The opposite of never not thinking is to not think at all, to be entirely sensate. It would be wrong to say that both are equally hard. You can try to never not think, even if you keep failing. You can’t make yourself entirely sensate by trying. (Experienced meditators may claim otherwise.) Either it happens, or not. Perhaps it’s more accurate to say that apart from orgasm, for most people both are equally rare. You’re entirely sensate when you’re coming. Once the floodgates of pleasure open, you are only that pleasure.  It’s involuntary. But otherwise? Whatever else you feel, there’s almost always a low rumbling in the head about something else.
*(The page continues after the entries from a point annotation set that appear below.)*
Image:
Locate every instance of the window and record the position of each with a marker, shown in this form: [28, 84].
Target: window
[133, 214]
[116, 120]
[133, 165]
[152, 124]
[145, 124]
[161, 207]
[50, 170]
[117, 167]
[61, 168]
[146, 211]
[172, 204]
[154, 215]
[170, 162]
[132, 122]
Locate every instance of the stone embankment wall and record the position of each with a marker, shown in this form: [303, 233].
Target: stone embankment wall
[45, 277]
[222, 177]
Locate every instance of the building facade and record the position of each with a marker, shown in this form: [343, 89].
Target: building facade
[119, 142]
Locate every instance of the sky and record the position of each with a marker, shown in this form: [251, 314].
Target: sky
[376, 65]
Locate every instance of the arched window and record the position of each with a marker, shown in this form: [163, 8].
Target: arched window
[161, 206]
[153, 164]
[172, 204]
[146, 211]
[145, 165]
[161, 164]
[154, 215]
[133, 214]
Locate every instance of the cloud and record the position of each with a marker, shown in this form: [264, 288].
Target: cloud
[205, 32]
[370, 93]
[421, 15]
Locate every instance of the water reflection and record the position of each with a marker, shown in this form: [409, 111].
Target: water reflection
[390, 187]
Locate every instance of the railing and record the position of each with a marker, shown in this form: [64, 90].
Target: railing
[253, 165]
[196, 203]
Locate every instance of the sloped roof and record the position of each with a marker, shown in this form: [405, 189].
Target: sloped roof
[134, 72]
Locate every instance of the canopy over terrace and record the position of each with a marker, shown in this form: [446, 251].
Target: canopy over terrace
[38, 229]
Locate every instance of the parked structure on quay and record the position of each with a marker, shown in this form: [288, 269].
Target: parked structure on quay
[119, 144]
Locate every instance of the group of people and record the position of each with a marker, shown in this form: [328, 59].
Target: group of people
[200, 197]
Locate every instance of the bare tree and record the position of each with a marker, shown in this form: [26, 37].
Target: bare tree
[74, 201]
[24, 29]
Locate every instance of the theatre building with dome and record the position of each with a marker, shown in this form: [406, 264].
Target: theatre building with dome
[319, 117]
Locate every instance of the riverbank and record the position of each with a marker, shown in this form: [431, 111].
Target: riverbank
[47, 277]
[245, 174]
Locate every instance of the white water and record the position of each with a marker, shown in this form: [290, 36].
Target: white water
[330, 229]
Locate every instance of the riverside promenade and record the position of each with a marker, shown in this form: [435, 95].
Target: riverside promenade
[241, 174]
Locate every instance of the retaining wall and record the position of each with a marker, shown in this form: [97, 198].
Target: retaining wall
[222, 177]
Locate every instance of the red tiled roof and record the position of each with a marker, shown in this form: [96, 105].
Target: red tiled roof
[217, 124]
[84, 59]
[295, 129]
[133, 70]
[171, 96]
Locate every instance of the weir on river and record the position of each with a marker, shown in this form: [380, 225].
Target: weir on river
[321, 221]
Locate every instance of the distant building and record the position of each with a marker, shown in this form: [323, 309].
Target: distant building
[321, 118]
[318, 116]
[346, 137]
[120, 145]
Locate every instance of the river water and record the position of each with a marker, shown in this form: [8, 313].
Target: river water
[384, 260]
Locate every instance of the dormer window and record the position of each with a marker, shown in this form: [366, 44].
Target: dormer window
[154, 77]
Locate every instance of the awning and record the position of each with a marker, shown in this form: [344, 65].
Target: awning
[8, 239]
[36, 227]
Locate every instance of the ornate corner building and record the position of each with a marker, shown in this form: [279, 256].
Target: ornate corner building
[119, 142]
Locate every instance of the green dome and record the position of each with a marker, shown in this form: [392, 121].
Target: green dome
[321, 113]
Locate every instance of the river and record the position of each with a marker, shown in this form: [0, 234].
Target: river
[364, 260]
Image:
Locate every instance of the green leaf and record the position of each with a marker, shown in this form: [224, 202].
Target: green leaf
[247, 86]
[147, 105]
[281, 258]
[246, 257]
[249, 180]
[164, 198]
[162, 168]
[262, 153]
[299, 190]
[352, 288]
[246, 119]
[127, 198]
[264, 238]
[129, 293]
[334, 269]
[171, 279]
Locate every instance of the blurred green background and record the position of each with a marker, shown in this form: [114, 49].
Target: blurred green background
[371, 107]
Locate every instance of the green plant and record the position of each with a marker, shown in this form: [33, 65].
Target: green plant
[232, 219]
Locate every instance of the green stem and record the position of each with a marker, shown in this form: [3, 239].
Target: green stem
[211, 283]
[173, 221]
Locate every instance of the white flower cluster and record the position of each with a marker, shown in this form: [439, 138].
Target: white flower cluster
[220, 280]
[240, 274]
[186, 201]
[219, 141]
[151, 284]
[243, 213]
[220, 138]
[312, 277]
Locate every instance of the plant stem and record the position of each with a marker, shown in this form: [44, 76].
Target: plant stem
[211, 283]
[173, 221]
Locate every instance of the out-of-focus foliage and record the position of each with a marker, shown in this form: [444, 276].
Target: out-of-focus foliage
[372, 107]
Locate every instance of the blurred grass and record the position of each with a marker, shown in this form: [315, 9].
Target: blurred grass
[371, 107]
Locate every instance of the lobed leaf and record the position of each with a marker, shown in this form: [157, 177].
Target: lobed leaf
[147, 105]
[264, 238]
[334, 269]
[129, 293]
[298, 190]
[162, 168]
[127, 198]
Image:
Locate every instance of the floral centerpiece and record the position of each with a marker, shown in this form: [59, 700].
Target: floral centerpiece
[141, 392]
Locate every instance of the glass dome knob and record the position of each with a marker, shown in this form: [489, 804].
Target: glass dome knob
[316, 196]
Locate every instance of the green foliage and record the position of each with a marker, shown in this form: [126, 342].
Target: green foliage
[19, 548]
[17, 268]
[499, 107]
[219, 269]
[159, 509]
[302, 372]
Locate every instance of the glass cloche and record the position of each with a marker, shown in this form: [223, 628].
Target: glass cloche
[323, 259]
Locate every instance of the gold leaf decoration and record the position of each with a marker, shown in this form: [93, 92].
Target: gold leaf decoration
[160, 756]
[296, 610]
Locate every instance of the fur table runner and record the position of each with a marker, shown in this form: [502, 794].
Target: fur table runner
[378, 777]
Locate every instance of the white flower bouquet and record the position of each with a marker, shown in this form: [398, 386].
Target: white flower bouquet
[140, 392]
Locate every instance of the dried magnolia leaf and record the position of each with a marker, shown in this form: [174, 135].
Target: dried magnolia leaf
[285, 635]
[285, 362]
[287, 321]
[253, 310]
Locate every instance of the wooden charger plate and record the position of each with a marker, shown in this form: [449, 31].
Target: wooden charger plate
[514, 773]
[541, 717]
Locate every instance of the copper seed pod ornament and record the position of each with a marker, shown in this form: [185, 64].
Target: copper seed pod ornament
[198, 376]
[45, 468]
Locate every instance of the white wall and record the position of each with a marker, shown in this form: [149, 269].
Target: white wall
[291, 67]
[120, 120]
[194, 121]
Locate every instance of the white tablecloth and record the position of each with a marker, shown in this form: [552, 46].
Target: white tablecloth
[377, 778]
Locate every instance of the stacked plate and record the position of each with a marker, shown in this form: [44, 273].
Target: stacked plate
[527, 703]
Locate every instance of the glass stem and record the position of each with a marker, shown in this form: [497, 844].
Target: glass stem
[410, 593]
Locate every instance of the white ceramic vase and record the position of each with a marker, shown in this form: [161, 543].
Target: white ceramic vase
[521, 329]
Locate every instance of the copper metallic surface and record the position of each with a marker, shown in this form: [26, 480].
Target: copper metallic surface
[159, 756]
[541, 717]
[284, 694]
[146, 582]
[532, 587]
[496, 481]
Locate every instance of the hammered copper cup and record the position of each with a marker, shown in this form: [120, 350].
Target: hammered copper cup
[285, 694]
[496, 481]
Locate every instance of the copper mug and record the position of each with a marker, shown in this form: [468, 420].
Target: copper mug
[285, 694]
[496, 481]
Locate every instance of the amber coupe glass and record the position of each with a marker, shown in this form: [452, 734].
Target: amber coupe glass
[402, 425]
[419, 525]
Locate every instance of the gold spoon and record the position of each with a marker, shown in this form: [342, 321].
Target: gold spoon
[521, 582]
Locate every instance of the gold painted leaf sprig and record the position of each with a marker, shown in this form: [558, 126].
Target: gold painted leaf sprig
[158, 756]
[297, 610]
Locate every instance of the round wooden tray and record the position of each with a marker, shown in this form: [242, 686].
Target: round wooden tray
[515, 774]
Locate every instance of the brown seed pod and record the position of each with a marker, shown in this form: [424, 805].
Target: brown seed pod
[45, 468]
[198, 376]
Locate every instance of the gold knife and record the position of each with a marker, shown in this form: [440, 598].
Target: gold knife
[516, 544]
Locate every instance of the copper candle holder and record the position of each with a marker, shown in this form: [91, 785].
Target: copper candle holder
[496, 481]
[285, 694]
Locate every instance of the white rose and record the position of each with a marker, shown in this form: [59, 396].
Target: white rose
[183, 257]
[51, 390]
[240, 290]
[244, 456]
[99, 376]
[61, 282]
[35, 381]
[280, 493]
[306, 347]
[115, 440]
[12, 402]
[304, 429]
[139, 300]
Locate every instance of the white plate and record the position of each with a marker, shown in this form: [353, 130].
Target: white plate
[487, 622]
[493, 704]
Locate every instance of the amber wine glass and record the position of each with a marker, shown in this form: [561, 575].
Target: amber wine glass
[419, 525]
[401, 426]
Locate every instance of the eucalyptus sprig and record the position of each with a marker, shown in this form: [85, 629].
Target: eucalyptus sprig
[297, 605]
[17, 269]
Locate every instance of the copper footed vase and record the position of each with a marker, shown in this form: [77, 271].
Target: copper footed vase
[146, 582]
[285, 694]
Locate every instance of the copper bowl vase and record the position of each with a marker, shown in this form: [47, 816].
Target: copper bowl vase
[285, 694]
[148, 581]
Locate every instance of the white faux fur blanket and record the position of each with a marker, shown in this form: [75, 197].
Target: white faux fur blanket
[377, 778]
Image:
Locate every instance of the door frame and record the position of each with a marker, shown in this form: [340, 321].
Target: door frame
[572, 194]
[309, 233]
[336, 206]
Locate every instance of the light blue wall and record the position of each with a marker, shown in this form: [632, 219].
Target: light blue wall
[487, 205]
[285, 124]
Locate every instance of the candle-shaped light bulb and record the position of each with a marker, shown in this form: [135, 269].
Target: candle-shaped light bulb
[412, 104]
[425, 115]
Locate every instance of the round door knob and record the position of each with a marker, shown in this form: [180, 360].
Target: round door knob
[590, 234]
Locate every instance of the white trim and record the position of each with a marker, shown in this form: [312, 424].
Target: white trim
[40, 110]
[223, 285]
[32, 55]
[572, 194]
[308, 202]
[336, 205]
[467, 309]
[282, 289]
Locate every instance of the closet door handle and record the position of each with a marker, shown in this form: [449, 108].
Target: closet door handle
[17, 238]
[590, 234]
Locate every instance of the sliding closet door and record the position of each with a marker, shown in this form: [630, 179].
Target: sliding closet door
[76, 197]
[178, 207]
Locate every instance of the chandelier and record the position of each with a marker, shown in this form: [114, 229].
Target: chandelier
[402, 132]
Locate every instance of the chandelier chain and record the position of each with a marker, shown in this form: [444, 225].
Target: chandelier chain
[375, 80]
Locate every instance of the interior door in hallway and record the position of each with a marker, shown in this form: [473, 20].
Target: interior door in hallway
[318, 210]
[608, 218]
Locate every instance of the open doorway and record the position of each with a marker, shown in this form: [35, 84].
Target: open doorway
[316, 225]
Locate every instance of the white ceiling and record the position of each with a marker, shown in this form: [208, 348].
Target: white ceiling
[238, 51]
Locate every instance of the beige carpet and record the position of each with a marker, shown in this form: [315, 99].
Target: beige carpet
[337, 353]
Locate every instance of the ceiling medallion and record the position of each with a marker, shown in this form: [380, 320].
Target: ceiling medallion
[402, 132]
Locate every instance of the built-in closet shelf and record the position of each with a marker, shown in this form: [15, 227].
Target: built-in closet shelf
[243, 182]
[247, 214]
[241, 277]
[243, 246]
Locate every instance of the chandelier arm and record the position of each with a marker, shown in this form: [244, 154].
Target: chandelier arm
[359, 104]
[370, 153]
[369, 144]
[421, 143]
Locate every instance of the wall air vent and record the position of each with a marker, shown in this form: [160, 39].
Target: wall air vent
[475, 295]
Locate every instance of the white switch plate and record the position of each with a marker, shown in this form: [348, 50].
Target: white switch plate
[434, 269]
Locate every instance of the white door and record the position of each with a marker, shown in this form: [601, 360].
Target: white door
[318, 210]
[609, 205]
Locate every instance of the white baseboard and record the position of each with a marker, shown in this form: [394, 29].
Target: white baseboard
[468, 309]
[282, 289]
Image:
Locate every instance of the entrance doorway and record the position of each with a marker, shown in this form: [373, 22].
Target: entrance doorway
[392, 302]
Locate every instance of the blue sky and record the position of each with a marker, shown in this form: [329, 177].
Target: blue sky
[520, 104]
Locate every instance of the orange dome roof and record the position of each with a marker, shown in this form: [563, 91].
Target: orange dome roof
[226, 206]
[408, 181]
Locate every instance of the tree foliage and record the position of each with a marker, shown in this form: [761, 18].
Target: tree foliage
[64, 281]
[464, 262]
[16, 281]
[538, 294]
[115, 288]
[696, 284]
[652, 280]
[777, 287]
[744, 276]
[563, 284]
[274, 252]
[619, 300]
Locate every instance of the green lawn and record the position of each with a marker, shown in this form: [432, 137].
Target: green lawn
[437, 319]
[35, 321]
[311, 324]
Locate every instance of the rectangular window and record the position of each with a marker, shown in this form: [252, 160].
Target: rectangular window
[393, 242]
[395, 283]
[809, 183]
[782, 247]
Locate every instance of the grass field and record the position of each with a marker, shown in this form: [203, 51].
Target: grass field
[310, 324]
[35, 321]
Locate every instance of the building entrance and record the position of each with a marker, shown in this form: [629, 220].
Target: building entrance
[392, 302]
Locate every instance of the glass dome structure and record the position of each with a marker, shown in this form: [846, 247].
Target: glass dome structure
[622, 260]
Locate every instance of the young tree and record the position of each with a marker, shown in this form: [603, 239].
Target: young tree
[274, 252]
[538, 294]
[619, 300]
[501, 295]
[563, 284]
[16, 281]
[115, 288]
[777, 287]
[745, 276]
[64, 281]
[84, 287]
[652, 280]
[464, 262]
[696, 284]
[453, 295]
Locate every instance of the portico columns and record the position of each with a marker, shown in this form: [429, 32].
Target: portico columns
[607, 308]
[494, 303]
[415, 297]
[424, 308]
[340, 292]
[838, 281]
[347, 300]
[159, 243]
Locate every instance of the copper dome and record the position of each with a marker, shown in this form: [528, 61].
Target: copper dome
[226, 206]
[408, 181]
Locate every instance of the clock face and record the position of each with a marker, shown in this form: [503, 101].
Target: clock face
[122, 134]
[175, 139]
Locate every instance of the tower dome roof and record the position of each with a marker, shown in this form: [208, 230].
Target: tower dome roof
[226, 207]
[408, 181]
The only time I can remember being entirely sensate was on Prince Edward’s Island. I’d  been given an unexpected four weeks of paid summer leave from my job while they found an office for me in a different department. (They were planning to fire someone I would replace but had to give her notice.) It was too late to make overseas travel plans. I got in my car and drove north towards Canada. I intended to tour New Brunswick, PEI, and Nova Scotia, returning home to Boston via Campobello. It wasn’t bad, but not great. I was alone and sometimes lonely, especially in the evenings.

On Prince Edward’s Island, I went to a beach. There were almost no people. When packing, I hadn’t thought to bring a suit. So I lay face down on my arms between two low outcrops of reddish rock which shielded me from the occasional stroller along the shore. The sand was silky, the sun gentle on arms and legs and upturned cheek. Fear and worry melted away. I had no thoughts at all. I was one with the ground beneath me. Cradled in warmth, I drifted slowly into sleep.

When I woke, it was over. And it was only the once. I doubt I could ever again find that beach, with its protective rocks. But  I’ve never forgotten how I felt there.

Animals know how to just feel, just be.  Sometimes I envy them.